220.127.116.11. An exhaustive list of permissible corrections is provided under s.57(3)(a) (‘clerical mistake; error arising from an accidental slip or omission’). Section 57(7) stipulates that the correction forms part of the original award. There is a time-frame of 28 days from the date of the award to request correction, absent an agreement to the contrary (s.57(4)). Furthermore, s.57(2) provides that the default rules for correction and interpretation should not be exercised without first affording the other parties a reasonable opportunity to be heard. Moreover, unlike the UNCITRAL ML which grants the tribunal the discretion to extend time limits, s.79 EEA only permits the English courts to extend time limits in the case of interpretation requests.
18.104.22.168. It would appear that the correction provision is somewhat broader in scope than the Model Law because the EEA includes the correction of ‘accidental slips’ which arise from a mistake in the expression of the will of the arbitrator whereas the Model Law merely allows for the ‘correction of typographical or clerical errors’. According to Rowlatt J., the ‘accidental slip’ rule only applies to errors “affecting the expression of the tribunal’s thought, not an error in the thought process itself…The fact that the error…was an elementary error is not sufficient to make it accidental.” Moreover, in the case of Fuga v. Bunge, Donaldson J. found that the ‘slip rule’ is “confined to errors of transcription and does not encompass errors by the arbitrators ‘in forming the intention to write down what they did.’ ”
22.214.171.124. Section 57(3) of the EEA is based broadly on the Model Law. Scholars have commented that the mechanisms outlined under s.57do not enable the arbitrator to “change his mind on any matter which has been decided by the award, and attempts to use the section for this purpose should be firmly resisted.” The limited application of s.57 can be attributed to the goal of preserving finality and certainty in arbitral awards.
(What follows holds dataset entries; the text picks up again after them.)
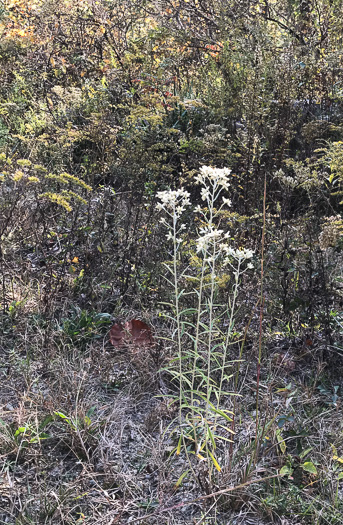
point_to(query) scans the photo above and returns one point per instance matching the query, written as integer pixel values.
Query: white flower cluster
(215, 176)
(173, 202)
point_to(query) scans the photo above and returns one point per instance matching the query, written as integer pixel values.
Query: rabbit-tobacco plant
(202, 371)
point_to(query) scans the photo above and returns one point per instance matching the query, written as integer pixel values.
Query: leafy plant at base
(203, 370)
In fact in the recent case of CNH Global v PGN Logistics (see infra), Burton J underscored the importance of respecting finality in arbitration as follows: “[A]rbitrations are intended to be considerably more final in their conclusions even than those of the courts.”
126.96.36.199. Two cases will be analyzed to illustrate the correction of awards under the EEA. The first case is a clear example of how the English courts treat a correction request that has an effect on the original award. The second case is a more recent decision regarding the challenge of an award for ‘serious irregularity’ under s.68 of the EEA, which has generated much controversy.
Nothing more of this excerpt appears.